Dottore, dove sta la verità?
“Nei giorni in cui Giorlandino ha parlato di falsi positivi, in Italia ci sono stati due meeting con Thomas Musci dell’Università della California, durante i quali sono stati presentati i dati dello studio NEXT effettuato negli Stati Uniti su 16mila casi, il primo studio sulla popolazione generale di gestanti di ogni età, dai 18 ai 48 anni. La ricerca, che ha verificato le gravidanze fino alla nascita, ha definito come l’affidabilità del test, in particolare per la Trisomia 21, sia molto alta. Si parla di sei falsi positivi su 10mila”.
Un buon dato, quindi…
“Assolutamente sì, soprattutto se paragonato ad un altro studio congiunto italo – americano concluso recentemente sui campioni di trofoblasto delle villocentesi, che ha dato un risultato di otto falsi positivi su 10mila casi. Il che rende, in questo ambito, i limiti dei due test sovrapponibili a causa della comune origine placentare del DNA, per quanto sia necessario ribadire che quello del DNA circolante, a causa della elaborazione matematica che lo accompagna, non ha valore diagnostico ma identifica un rischio”.
Una donna in gravidanza, però, si trova forse un po’ smarrita davanti a proposte così diverse…

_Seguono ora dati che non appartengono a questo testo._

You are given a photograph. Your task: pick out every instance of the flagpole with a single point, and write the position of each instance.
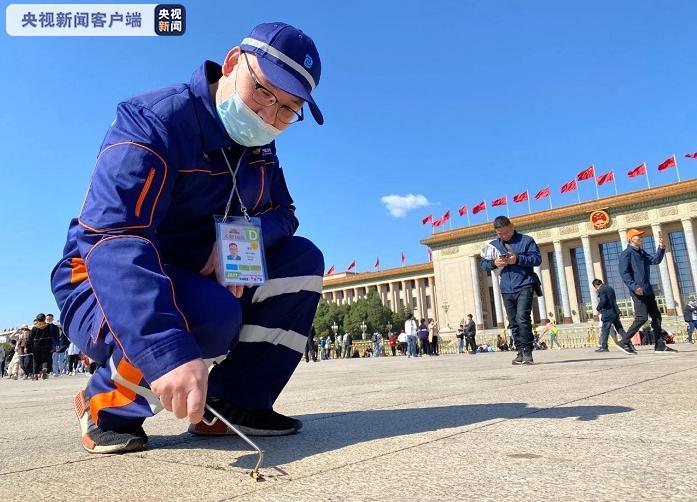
(597, 193)
(528, 194)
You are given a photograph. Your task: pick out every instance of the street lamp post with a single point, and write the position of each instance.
(445, 306)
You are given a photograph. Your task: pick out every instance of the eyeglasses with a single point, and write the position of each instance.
(264, 97)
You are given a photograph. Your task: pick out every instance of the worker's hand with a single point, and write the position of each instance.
(183, 390)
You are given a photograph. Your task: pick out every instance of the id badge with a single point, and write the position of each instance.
(240, 249)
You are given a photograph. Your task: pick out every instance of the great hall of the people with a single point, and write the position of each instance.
(578, 243)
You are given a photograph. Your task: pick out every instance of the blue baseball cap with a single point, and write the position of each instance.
(289, 60)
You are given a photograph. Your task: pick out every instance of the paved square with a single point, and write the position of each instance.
(576, 426)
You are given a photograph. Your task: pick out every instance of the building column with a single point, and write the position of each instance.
(541, 304)
(588, 259)
(394, 291)
(424, 302)
(691, 249)
(498, 303)
(420, 299)
(623, 238)
(561, 279)
(665, 276)
(476, 292)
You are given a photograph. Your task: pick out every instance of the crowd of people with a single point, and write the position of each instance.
(40, 351)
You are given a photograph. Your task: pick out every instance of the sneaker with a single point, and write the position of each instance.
(96, 440)
(251, 422)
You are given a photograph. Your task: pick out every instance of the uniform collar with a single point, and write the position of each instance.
(213, 132)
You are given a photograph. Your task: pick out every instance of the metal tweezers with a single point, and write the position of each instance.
(255, 474)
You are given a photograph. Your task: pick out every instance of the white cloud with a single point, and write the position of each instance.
(400, 205)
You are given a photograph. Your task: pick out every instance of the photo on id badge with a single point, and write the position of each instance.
(241, 253)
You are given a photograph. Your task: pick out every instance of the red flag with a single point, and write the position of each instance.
(569, 187)
(586, 174)
(667, 164)
(605, 178)
(542, 193)
(521, 197)
(637, 171)
(479, 207)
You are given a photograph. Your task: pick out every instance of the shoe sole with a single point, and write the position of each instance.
(81, 411)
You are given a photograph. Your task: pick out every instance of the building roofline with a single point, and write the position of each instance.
(328, 281)
(614, 201)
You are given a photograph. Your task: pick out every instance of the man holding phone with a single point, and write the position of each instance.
(517, 255)
(634, 268)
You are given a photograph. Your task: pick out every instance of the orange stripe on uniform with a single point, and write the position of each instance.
(120, 397)
(78, 272)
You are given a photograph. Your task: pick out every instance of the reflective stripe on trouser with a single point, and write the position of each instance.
(278, 319)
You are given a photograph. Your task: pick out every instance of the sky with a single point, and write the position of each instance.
(428, 105)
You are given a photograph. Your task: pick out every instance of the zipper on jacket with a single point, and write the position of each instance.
(144, 191)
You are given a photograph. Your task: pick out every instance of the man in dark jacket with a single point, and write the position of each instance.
(634, 268)
(609, 315)
(470, 332)
(515, 256)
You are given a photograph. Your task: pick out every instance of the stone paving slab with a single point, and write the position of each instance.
(577, 425)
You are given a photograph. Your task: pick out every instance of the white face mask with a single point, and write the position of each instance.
(245, 127)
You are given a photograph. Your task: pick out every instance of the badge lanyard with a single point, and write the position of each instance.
(235, 190)
(239, 250)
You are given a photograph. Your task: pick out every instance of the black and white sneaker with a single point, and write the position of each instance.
(252, 422)
(96, 440)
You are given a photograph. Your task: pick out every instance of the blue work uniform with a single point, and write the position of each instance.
(128, 285)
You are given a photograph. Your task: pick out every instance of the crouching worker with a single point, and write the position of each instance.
(137, 286)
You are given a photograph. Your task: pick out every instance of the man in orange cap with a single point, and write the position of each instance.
(635, 268)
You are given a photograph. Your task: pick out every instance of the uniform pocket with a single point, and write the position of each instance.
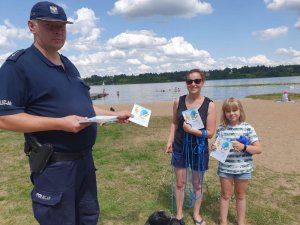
(46, 198)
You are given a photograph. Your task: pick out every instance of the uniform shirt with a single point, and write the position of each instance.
(30, 83)
(237, 162)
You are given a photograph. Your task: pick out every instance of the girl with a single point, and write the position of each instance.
(236, 171)
(206, 108)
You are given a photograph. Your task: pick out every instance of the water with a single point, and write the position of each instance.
(161, 92)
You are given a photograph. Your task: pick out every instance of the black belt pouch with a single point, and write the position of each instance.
(39, 157)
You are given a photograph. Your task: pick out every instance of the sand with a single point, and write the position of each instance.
(276, 123)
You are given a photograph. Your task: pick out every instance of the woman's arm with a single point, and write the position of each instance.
(173, 128)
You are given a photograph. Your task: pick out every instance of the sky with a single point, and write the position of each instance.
(140, 36)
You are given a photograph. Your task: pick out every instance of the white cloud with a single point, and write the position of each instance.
(277, 5)
(271, 33)
(134, 61)
(9, 33)
(136, 39)
(288, 52)
(138, 8)
(117, 54)
(150, 59)
(259, 60)
(177, 47)
(85, 26)
(283, 4)
(144, 68)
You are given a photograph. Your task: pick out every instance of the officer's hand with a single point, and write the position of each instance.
(71, 124)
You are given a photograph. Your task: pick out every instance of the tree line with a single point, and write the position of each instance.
(177, 76)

“Infatti il colloquio pre test, che i pareri delle società scientifiche ribadiscono, deve informare su tutte le opzioni di diagnosi fetale, invasive e no, a cui si adeguano le esigenze psicologiche e cliniche delle pazienti. Lo standard migliore di informazioni genetiche ad oggi sta nella analisi genetica su cellule di liquido amniotico e bisogna sempre sottolineare come il test del DNA circolante sia valido soprattutto per il rischio di trisomie 21; per le trisomie 18 e 13 l’associazione con l’ecografia orienta rispetto a possibili falsi positivi (e negativi). E come il test vada accompagnato da una consulenza genetica. Si tratta di un esame non invasivo molto rassicurante nell’ottica di una non diagnosticità”.
Quindi, nonostante Giorlandino parli di un 75% di falsi positivi e di interruzioni volontarie di gravidanza su feti sani, la richiesta sta aumentando?
“Il dato è sbagliato, il test ha ormai raggiunto i 500 mila casi e i falsi positivi sono quelli che abbiamo citato; se qualche paziente, spaventata, ha interrotto gravidanze senza anomalia significa che era stata abbandonata a se stessa dal medico, privata della consulenza e degli strumenti di verifica. Sì, la richiesta aumenta in modo progressivo. E’ evidente che la selezione sta anche nel costo del test, ancora piuttosto alto. Numerose pazienti scelgono il test su DNA circolante dopo che il test combinato, o bi-test, rivela un rischio collocabile per così dire in una zona grigia, quindi il test sul DNA viene consigliato come approfondimento ulteriore. Però è sempre più frequente la scelta di sostituire la parte biochimica del bi-test con il nuovo test del DNA, abbinato quindi all’ecografia. Insomma, si stanno facendo progressi. Inutile davvero creare falsi allarmismi”.